Actually, Alex and Brett would probably be ordinary kids, except for one thing. They had parents who believed in making the sacrifices necessary to raise their kids to make a difference. Kids who, in turn, learned to make sacrifices in order to serve others. They had parents who devoted themselves to raising firemen. Keeping this at the forefront of their parenting strategy, Mom and Dad Harris raised kids who understood and accepted the fact that it was going to take a lot of hard work for everyone in order to succeed in this goal. As a result of this mentality, these young men have literally started a Rebelution across our nation…and our world.
There are actually two other grown children from the Harris home. One of them, Joshua, became a best-selling author at the age of twenty, with the book I Kissed Dating Goodbye (Multnomah 1997). He went on to write more bestsellers, developed purity seminars for young people, and toured as a national conference speaker in front of hundreds of thousands of young people, calling them out of their culture to a lifestyle of purity. At age twenty-seven, he became the senior pastor of a large church, where he still serves today.
In 2002, another brother, Joel, launched the Northwest Academy of Worship Music to help raise up worship leaders and worship teams for local churches in the Portland area, where over 150 students of all ages have been successfully trained. Since 2007, he’s also been using his music skills to lead worship for The Rebelution Tour.
As I got to know the Harris family, I saw that “chance” and “opportunity” had nothing to do with their parenting success. “If our teen years have been different than most,” says Alex, “it’s not because we are somehow better than other teens, but because we’ve been motivated by that simple but very big idea filtering down from our parents’ example and training: Do hard things.”
With four out of four grown children serving the Lord and significantly impacting their world, it’s obvious that the Harrises are doing something right. And I’ve discovered that this “something” is available to all parents. Throughout this book, we’re going to visit with more parents like these to find out exactly what they are doing to shape godly kids who are ready and able to help save lives, no matter what their limitations or circumstances. Turning out kids like these is not just possible—it’s possible for you and your family with just a few moderate but important lifestyle changes.
Parenting is, really, at the heart of Jesus’ command for discipleship. It’s teaching our kids to live with Jesus and to love like Jesus. It does require a cost, as anything worthwhile does, but that cost will be far outweighed by the benefits and rewards. God has created our kids with unique abilities, gifts, and desires for a very special purpose. All they need now is to be trained and ready, available for divinely appointed opportunities.
So now it’s time to ask: Do we truly want to give our kids the best of everything we have to offer in the short time we have to impact their lives? Do we want our kids to live—and someday die—the spiritual heroes of this world? If we have answered “yes,” then it’s time to learn about a vision for our families that’s so amazing; it will change the course of history.

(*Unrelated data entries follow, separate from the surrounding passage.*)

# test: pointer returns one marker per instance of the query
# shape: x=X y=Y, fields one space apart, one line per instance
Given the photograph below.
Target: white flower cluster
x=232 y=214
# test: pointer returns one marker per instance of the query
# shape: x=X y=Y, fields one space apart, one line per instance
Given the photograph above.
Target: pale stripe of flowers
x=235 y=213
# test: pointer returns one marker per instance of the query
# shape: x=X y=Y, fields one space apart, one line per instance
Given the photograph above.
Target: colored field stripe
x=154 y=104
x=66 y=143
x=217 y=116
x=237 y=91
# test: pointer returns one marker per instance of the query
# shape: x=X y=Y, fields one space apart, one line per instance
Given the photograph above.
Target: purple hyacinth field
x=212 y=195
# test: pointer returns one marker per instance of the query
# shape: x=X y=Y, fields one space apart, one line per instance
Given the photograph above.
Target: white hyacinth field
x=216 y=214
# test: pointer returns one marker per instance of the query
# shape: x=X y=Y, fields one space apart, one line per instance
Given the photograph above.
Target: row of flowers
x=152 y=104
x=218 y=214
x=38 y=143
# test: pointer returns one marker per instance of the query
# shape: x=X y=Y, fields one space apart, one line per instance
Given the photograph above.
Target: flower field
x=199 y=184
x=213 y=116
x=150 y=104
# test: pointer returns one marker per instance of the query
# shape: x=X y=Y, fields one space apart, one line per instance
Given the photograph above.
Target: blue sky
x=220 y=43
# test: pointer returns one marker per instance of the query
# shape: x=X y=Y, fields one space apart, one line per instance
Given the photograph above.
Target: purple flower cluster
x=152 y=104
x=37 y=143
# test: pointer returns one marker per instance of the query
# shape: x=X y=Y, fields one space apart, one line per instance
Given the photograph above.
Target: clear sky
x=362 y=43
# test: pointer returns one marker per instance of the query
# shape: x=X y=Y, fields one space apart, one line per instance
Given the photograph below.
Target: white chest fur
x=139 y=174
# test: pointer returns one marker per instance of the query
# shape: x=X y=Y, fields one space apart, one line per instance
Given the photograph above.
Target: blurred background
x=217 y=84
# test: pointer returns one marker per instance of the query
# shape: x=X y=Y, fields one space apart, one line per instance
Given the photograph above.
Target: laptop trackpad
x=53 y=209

My discovery all started on a little trip I took to northwest India.
This is a good book that focuses on the importance of training up your children to be in the mission field for Christ. The timing of my reading this book was interesting as several of the people mentioned in this book have written books that I've read recently. Talk about "full circle reading"!
I wanted to share a couple of points from this book that I found to be most interesting...
My sons go to a Christian school, but I cannot depend on that Christian school for my children's spiritual education. If I want them to be where God wants them to be, I better invest in them. (emphasis mine!)I'm so blessed to be able to homeschool my children. Even though I work a full-time job, I use my evenings to spend time and school my kids. I couldn't ask for anything better! What is that full-time job you ask? I teach public high school. It's what I see on a daily basis that prevents me from sending my children to public school. I try to be a change agent at my school and influence my students to be better citizens. Mrs. Ferwerda touches on the blessings of homeschooling as well, featuring the Harris boys (Josh, Brett and Alex) and how they have been able to do so much more as homeschooled students! I cannot rely on worldly people raising my children. Call me selfish but they are on loan to ME and I'm the one that will be responsible.
One hour a day of focused time with your kids isn't much, but it's a great starting place. It adds up too. Over a year, that's 365 hours, or just over two weeks of training. Over eighteen years, that's 6,750 hours or thirty-nine weeks of training (more than two-thirds of a year). It's a great starting place that will make a significant difference---a difference that church and youth programs alone could never accomplish.
Can this book challenge you to be a better parent? You bet...just remember, they are on loan from the Lord and we have to use our talents as parents wisely!